I've seen startup success and I've seen startup failures. Success has many fathers, but failure is an orphan. No one wants to admit that they were a part of failure. I've been in two successes, and I've been in some failures, and consulted to some flailing startups that went and failed. I want to touch base on what I think creates the majority of startup failures.
First, let's talk about success. I never talk about the successes, but that stops today.
- MarketLinx. MarketLinx is long gone, but here are the memories of it. MarketLinx was a startup driven by David Bolt, Phil Graves, and Doyle Hodge. I want to be clear that I wasn't a driving force there. It was early in my career, and I was just trying to move up in the world. I watched and learned a lot from them. Sure, I learned a lot about technology, but I also learned a lot about what it takes to make startups work. You need to be out there talking to customers all of the time. You need to think forward in what is happening and what you need to do to make things work going forward. We continually asked the question regarding what did customers want, what did customers need, what did customers want to add value to their lives, businesses, etc. How could we automate various processes that happen in real estate? What can we do to make the lives of customers better?

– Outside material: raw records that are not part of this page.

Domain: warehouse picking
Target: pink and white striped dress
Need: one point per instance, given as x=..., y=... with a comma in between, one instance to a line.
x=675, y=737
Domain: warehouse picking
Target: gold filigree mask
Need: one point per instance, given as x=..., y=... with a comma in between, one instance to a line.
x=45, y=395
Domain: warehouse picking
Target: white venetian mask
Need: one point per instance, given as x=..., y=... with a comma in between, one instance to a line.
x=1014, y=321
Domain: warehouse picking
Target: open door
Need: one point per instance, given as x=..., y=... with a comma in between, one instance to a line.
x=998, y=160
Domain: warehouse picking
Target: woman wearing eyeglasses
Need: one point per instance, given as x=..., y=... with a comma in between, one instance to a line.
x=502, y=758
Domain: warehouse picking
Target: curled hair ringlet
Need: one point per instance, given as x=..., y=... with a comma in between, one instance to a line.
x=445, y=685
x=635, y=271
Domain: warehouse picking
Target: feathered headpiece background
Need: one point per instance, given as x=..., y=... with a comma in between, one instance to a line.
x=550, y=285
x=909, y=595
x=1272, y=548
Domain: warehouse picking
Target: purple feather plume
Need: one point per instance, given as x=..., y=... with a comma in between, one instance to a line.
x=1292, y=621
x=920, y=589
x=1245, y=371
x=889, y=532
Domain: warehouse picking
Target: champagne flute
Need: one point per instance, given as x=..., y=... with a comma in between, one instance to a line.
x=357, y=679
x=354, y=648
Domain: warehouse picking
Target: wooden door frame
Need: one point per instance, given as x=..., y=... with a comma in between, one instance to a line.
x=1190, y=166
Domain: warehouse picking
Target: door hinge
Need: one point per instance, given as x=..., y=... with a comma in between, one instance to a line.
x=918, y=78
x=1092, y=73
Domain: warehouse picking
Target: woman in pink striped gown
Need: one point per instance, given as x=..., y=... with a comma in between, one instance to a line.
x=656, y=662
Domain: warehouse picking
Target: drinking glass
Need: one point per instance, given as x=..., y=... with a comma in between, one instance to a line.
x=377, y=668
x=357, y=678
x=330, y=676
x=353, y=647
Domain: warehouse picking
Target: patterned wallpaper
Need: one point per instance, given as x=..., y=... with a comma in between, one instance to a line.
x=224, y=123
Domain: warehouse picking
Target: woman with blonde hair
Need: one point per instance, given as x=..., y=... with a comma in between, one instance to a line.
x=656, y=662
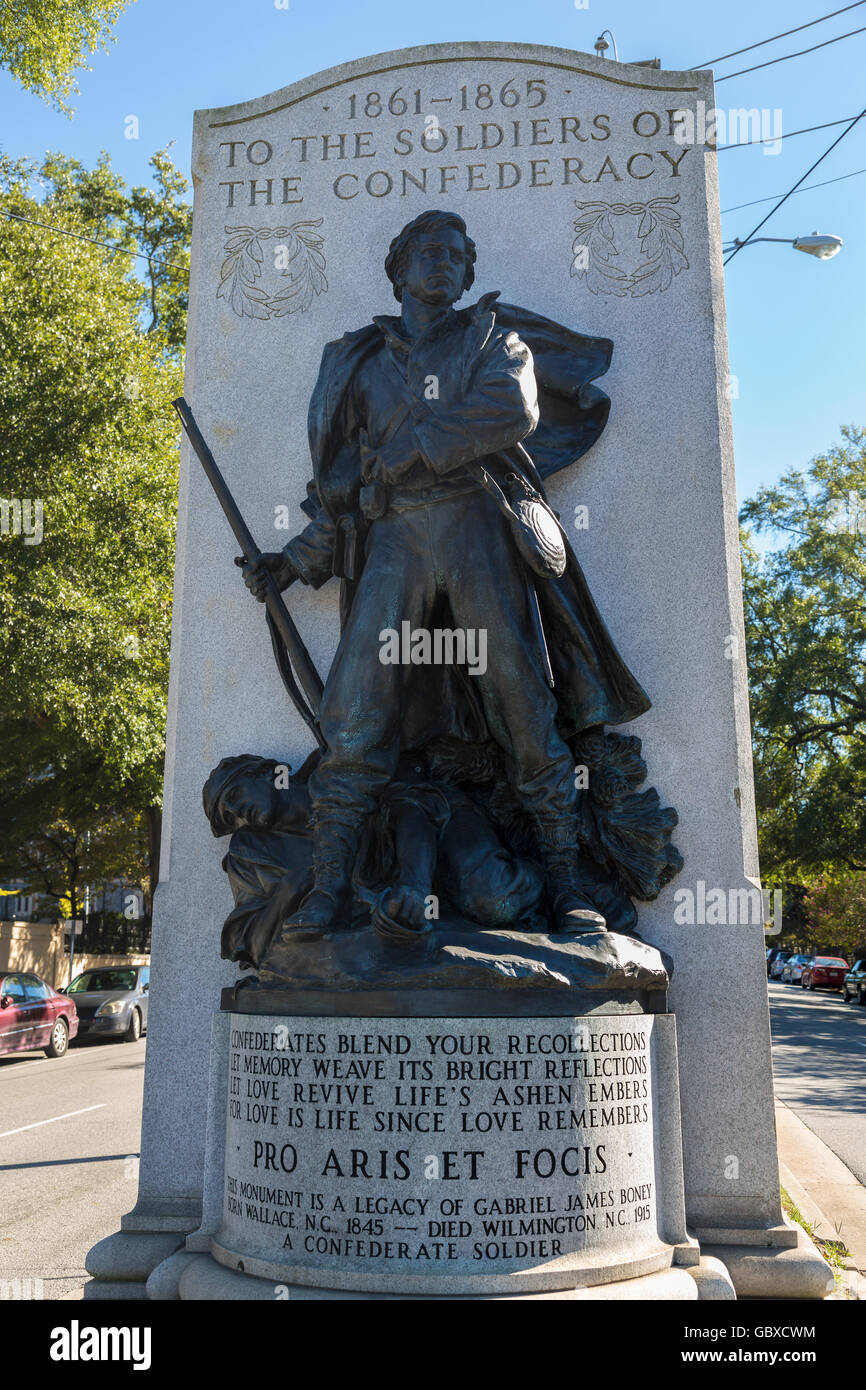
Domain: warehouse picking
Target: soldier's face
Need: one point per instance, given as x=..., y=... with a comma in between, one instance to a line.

- Popular Categories. Have you ever mistyped a domain name? Yeah, you might end up where you don't necessary want to be with options to click on links. I wrote the whole back and front end for that. Not a team of developers, just me. PC was actually in the top 5 of internet search engines at one time; iirc, we topped out at #3. Sure, there are people that make mistakes, and I've got some stories from it. However, the key thing is that it was successful. We spent a lot of time measuring what was being successful and what wasn't.
In 2006-8, I spent time with a startup that ended up being an exercise in lighting cash on fire. I did user interviews and figured out what users actually wanted. Try getting anyone from the engineering gene pool to talk to actual users. It was not a whole lot of different changes necessary, but it would require some changes, aka pivots. However, not listening to users and one cofounder trying to belittle every one that disagreed was just crazy.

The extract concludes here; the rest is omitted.